Ulrich Schädler’s Ludus Latrunculorum Rules:
- The game is for 2 players.
- Use a standard 8×8 chess board with black and white checkers that have two different sides. Such checkers were called by the Romans Counters, or in Latin, Calculus (plural Calculli).
- Before the game begins the players decide how many pieces each of them is going to have. The allowed range is 16-24 pieces per player.
- The pieces start off the board.
- The first turn is decided by lot, such as toss of a coin. Then, each player takes a turn to place one piece onto any empty square on the board. In this phase, no captures are made. The individual pieces placed in this phase are called Vagus (plural Vagi).
- Once all of the pieces have been placed, the players take turns to move their pieces. Pieces can be moved orthogonally (i.e. horizontally and vertically, but not diagonally) to any adjacent square. The pieces moved in this phase are called Ordinarius (plural Ordinarii).
- A piece can jump over another piece of either color, if the square behind the piece being jumped over is unoccupied. Several jumps can be made in one move, just like in checkers.
- A player can trap enemy pieces between two of their own pieces. A trapped piece cannot be moved, but stays on the board. The trapped piece is called Alligatus (plural Aligatii) or Incitus (plural Incitii). To make it clear that a piece became Alligatus it is turned upside down.
- Once an enemy’s piece became Alligatus, on their next turn, the player can capture it and remove it off the board, as long as both pieces that are trapping it are still free and did not become Alligatii themselves on the opponents following move. Once a piece is removed off the board it does not return into the game.

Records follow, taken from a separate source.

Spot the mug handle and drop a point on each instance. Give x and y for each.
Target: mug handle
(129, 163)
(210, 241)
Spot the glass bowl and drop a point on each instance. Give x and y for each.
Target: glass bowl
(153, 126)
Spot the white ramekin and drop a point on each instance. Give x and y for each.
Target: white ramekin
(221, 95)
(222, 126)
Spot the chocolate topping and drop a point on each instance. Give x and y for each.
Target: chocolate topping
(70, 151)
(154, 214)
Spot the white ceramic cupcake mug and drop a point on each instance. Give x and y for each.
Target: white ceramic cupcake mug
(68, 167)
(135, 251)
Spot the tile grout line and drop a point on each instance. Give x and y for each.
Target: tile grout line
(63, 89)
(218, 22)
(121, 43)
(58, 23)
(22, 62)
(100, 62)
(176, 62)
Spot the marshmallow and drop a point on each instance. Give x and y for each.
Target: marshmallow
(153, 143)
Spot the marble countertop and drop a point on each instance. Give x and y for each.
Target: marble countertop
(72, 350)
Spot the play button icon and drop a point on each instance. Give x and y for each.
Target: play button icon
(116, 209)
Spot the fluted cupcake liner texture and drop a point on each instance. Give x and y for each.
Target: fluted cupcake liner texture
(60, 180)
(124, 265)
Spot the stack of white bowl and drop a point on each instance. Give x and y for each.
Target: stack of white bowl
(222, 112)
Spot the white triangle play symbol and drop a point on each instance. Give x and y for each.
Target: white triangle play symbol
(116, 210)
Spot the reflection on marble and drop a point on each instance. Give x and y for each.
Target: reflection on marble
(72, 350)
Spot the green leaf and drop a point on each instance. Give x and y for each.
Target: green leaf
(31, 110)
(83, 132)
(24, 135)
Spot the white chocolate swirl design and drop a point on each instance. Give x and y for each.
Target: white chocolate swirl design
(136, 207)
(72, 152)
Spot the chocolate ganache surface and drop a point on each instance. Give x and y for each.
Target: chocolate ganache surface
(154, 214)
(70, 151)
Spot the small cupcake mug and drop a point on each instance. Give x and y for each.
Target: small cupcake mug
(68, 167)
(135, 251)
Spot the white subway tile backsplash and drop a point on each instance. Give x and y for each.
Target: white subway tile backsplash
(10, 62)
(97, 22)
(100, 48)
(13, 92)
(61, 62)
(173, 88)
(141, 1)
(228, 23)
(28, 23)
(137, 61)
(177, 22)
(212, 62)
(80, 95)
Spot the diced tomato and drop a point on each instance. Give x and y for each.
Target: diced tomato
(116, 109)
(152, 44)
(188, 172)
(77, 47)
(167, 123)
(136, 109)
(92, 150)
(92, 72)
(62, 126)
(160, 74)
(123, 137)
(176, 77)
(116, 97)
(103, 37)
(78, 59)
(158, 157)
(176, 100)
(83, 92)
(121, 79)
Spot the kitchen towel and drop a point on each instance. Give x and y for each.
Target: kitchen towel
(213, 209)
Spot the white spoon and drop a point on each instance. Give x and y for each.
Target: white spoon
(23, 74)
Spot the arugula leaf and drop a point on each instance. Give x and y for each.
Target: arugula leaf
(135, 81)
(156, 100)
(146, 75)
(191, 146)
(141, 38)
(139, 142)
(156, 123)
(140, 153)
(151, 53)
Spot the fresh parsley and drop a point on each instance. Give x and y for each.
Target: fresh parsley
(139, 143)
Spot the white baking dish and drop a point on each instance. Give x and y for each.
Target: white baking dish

- If the opponent surrounded one of the enemy pieces trapping their Alligatus, then their Alligatus is made free and flipped back to its original side, where as the enemy trapped piece becomes Alligatus and is flipped over.
- A player can move their own piece between two enemy pieces only if by doing such a move will trap one of the enemy pieces. Such a move is called Suicide.
- The player who remains only with one piece on the board loses the game.
Latrunclui Board carved on the steps of Basilica Julia, Roman Forum, Rome. Photo: Eric Livak-Dahl, June 16, 2004, Wikimedia Commons.
- Schädler, Ulrich. “Latrunculi, a forgotten Roman Game of Strategy reconstructed.” Abstract Games, Issue 7, Autumn 2001. pp. 10-11.
- Schädler, Ulrich. “Latrunculi–ein verlorenes strategisches Brettspiel der Römer.” Homo ludens: der spielende Mensch 4 (1994): 47-67.
- Schädler, Ulrich. “The doctor’s game–New light on the history of ancient board games.” Stanway: An Elite Burial Site at Camulodunum, Britannia Monogr Ser 24 (2007): 359-75.
- Crummy, Philip. “Your move doctor. The gaming board and other discoveries from Stanway.” The Colchester Archaeologist 7, no. 10 (1996-1997): 1-9.
- Bell, R. C. Board and Table Games from Many Civilizations. Courier Corporation, 2012. pp. 84-87.
- Richmond, John. “The “Ludus Latrunculorum” and “Laus Pisonis” 190–208.” Museum Helveticum 51, no. 3 (1994): 164-79.